Mi sveglia la suoneria di un cellulare, probabilmente quello di Alice. Di sicuro qualche sua amica dei forum le avrà chiesto come procedeva l'esplorazione.
Io penso: "Beh, oggi andiamo al MET, di sicuro salterà giù dal letto appena sentita la sveglia!" Le visite ai musei d'arte appassionano sempre i ragazzi del liceo artistico, figuriamoci se non fanno lo stesso effetto sulla più grande nerd di Bologna!
Sono ancora con la testa immersa nei cuscini mentre penso alle visite che dobbiamo fare quando suona rombante nella mia testa il cellulare di Martina. Maledetta vibrazione! Sento muoversi le coperte, e dopo il "Mmmh" di Chiara capisco che è il caso di alzarmi come tutte le altre.
"Buongiorno!" "Buongiorno..." "Giorno!" "Mmmh cavoli, è già giorno?"
"Si Chiara.. Oh guarda, Cristina mi ha appena..."
Boom! crash!
"Oh Eli, stai bene?" chiede la mia conqui-letto.
"Diciamo che stavo meglio seduta sul letto" rispondo io, finita per terra col sedere per aria e a faccia spalmata sulla moquette.
"Veramente poco igienica la moquette.
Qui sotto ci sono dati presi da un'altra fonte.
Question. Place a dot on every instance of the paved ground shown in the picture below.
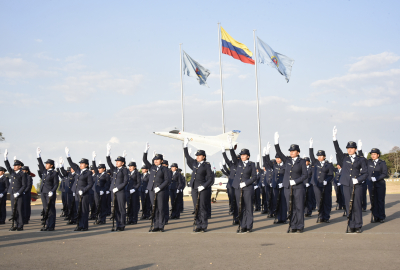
(322, 246)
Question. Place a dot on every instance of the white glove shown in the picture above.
(334, 133)
(185, 142)
(108, 149)
(230, 143)
(67, 152)
(276, 138)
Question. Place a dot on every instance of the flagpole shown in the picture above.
(183, 122)
(220, 76)
(258, 106)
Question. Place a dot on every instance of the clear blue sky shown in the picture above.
(78, 74)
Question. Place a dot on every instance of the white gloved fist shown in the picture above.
(67, 152)
(276, 138)
(334, 133)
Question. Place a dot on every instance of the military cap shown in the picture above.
(351, 144)
(18, 163)
(201, 153)
(119, 158)
(375, 150)
(294, 147)
(84, 160)
(158, 156)
(244, 151)
(132, 163)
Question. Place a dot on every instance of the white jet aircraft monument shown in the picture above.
(210, 144)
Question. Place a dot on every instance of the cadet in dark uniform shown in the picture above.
(16, 188)
(119, 181)
(295, 175)
(101, 185)
(134, 184)
(309, 188)
(27, 194)
(202, 177)
(158, 184)
(70, 186)
(245, 176)
(83, 184)
(144, 193)
(48, 189)
(278, 167)
(174, 191)
(322, 180)
(4, 185)
(354, 172)
(377, 172)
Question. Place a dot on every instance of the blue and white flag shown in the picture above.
(267, 55)
(194, 69)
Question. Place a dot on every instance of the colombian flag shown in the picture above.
(235, 49)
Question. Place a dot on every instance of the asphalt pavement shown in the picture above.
(321, 246)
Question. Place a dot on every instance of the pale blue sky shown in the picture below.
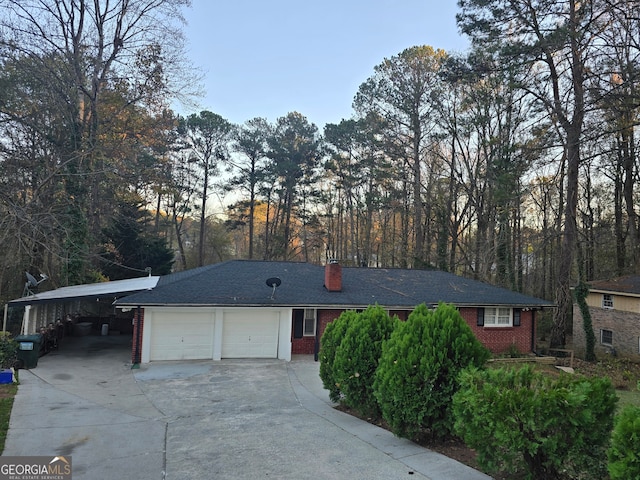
(268, 58)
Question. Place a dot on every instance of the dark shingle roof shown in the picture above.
(629, 284)
(242, 283)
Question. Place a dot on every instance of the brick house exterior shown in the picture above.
(614, 306)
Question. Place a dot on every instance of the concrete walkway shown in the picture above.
(233, 419)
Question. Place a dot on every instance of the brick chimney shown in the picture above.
(333, 276)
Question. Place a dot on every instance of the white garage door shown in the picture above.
(181, 336)
(250, 335)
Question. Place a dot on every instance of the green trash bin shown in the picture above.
(28, 350)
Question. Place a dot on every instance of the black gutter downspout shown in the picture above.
(137, 353)
(316, 345)
(533, 330)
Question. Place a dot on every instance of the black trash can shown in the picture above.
(28, 350)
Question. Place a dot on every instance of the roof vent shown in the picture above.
(273, 282)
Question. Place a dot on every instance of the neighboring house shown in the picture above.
(261, 309)
(615, 314)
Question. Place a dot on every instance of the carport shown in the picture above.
(75, 311)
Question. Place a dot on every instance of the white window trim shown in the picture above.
(310, 314)
(491, 320)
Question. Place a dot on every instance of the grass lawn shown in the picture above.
(7, 394)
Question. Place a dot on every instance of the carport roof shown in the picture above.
(243, 283)
(112, 289)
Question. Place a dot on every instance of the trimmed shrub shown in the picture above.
(624, 454)
(330, 341)
(357, 358)
(522, 420)
(418, 371)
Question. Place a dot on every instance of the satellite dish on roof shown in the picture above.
(31, 279)
(273, 282)
(32, 283)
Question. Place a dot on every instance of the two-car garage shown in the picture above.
(206, 333)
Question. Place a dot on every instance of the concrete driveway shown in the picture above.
(233, 419)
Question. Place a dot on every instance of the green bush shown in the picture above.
(330, 341)
(8, 350)
(357, 358)
(417, 375)
(624, 454)
(522, 420)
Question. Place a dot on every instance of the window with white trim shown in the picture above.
(309, 325)
(497, 317)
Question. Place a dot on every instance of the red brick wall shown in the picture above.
(138, 328)
(497, 339)
(501, 339)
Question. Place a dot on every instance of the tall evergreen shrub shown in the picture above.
(418, 370)
(357, 359)
(526, 421)
(330, 341)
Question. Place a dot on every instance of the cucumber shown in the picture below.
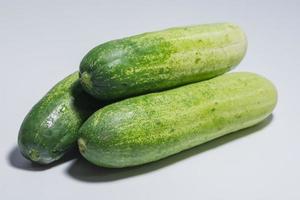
(51, 127)
(151, 127)
(161, 60)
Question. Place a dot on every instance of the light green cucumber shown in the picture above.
(161, 60)
(151, 127)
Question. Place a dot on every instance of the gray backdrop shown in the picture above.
(43, 41)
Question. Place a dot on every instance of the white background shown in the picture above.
(43, 41)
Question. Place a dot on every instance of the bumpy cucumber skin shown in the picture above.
(161, 60)
(51, 127)
(150, 127)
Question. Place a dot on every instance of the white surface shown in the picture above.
(43, 41)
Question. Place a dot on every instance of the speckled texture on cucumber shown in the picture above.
(161, 60)
(148, 128)
(51, 127)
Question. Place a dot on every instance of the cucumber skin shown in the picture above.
(161, 60)
(151, 127)
(50, 129)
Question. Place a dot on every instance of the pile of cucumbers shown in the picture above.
(142, 98)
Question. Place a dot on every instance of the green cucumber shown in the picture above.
(161, 60)
(151, 127)
(50, 129)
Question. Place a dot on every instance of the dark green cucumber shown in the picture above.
(51, 127)
(161, 60)
(150, 127)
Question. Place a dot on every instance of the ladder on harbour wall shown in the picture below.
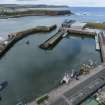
(97, 42)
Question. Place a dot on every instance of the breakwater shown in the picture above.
(14, 37)
(51, 42)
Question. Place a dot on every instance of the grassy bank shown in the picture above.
(95, 25)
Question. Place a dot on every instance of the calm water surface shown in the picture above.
(31, 71)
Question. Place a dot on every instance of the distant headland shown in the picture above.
(11, 10)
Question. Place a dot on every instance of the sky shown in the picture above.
(89, 3)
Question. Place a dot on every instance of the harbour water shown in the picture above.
(31, 71)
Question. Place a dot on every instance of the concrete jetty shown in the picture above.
(52, 41)
(97, 42)
(14, 37)
(77, 90)
(102, 45)
(77, 32)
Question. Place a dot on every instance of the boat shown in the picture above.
(3, 84)
(66, 79)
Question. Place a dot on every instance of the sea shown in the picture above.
(31, 71)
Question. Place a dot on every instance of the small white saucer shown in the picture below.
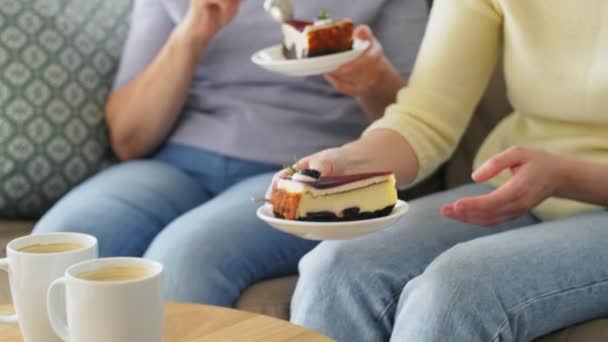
(272, 59)
(332, 230)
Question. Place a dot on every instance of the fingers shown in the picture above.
(327, 162)
(509, 159)
(364, 71)
(510, 200)
(368, 58)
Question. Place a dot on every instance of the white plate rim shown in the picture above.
(358, 47)
(400, 209)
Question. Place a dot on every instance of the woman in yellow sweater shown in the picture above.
(521, 251)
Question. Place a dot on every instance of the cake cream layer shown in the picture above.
(370, 198)
(294, 41)
(301, 187)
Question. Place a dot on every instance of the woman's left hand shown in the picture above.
(359, 77)
(536, 175)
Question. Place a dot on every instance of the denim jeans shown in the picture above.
(189, 209)
(431, 279)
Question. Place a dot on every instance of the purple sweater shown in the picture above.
(237, 109)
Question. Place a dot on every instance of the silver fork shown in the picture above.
(279, 10)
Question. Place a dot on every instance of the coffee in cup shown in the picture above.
(43, 248)
(32, 263)
(115, 273)
(111, 299)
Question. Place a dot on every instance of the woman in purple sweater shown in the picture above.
(201, 129)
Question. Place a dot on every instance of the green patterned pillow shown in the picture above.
(57, 61)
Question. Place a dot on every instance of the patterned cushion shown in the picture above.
(57, 59)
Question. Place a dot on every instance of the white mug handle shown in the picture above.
(8, 319)
(56, 308)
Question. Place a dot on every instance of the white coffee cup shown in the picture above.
(129, 309)
(30, 274)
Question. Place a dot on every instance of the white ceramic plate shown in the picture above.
(272, 59)
(332, 230)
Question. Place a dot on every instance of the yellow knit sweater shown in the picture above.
(556, 67)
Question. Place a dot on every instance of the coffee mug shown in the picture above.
(32, 263)
(111, 299)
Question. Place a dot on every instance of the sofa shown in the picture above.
(100, 44)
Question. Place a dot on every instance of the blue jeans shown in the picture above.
(431, 279)
(190, 210)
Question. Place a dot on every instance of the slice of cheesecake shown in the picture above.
(336, 198)
(303, 39)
Per certe cose gli americani non li capisco…"
Mi arrampico a stento sul giga letto king sized, ritornando immersa nelle soffici coperte.
"Che sfiga eh? Iniziare la giornata con una bella caduta!"
Questi, cara mia, non sono semplici inizi di giornata di una pasta frolla quale sono io. Questi si chiamano presagi di una giornata che parte col piede sbagliato, ma io stessa lo compresi solo in seguito.

“Ehi, Chiara, ho il pc in mano, controllami che cosa facciamo oggi, per piacere!  Andiamo al MET, giusto?”
“Ma se ci siamo state ieri!”
“Ah, già! Cavoli necessito davvero di un caffè!”
“A chi lo dici… Alice! Illuminami, cosa dobbiamo fare secondo il programma?”
"Dobbiamo andare a veder l'Upper East Side, e poi...."
"Si! L’ Upper East, il regno di Gossip Girl e Sex and the city!"
"Nel pomeriggio sarebbe carino andare a fare un giro a Soho, no? Oppure andiamo a girare i negozi della 5th avenue! C'è pure l'Apple Store che non abbiamo visto bene!"
Mentre Alice e Chiara iniziano a decantare le lodi di ognuno dei posti che vorrebbero visitare, Martina è in bagno. Io ormai loro due le sento parlare sempre, non ci faccio quasi più caso. Mi hanno lasciato il computer, per controllare la posta elettronica. Mi deve arrivare una mail, per una conferma importante.
Apro il browser, accedo a Hotmail. Una mail è arrivata. La apro.
E' proprio dalla persona che mi aspettavo, ma non è una conferma. Anzi, molto peggio.



Comincio col fissare i tombini e gli idranti, per le strade. Ogni tanto torno a guardare più in alto, verso i chioschi di Hot Dog e il fondo delle vetrine dei negozi. Più passano le ore più i marciapiedi e le strisce pedonali diventano ai miei occhi interessante oggetto di studio scientifico. Li fisso attentamente, per quel che posso, mentre le mie compagne mi trascinano verso le mete che ci siamo poste per la giornata.
Per fortuna la visita al MET l'avevamo già fatta. Non avrei mai sopportato di alzare gli occhi verso i capolavori della galleria più famosa del mondo con il cuore così celato dietro alla tenda più nera della mia esistenza.
Non me lo sarei mai perdonato, a me stessa.
L'arte è arte sempre. Mi sarei sentita uno straccio a inquinare le opere di qualcuno con la mia negatività.
La mia profonda stupida ed insignificante negatività.




















Il cantuccio dell'autrice.
Salve ragazzi :) Purtroppo il proseguo della fic sta andando a rilento, manca l'ispirazione :(
Pubblicherò sabato, il 26 di novembre, l'ultimo capitolo che ho scritto.
Quando avrò aggiornamenti li segnalerò alla fine dell'ultimo capitolo della fic, per evitare casini :)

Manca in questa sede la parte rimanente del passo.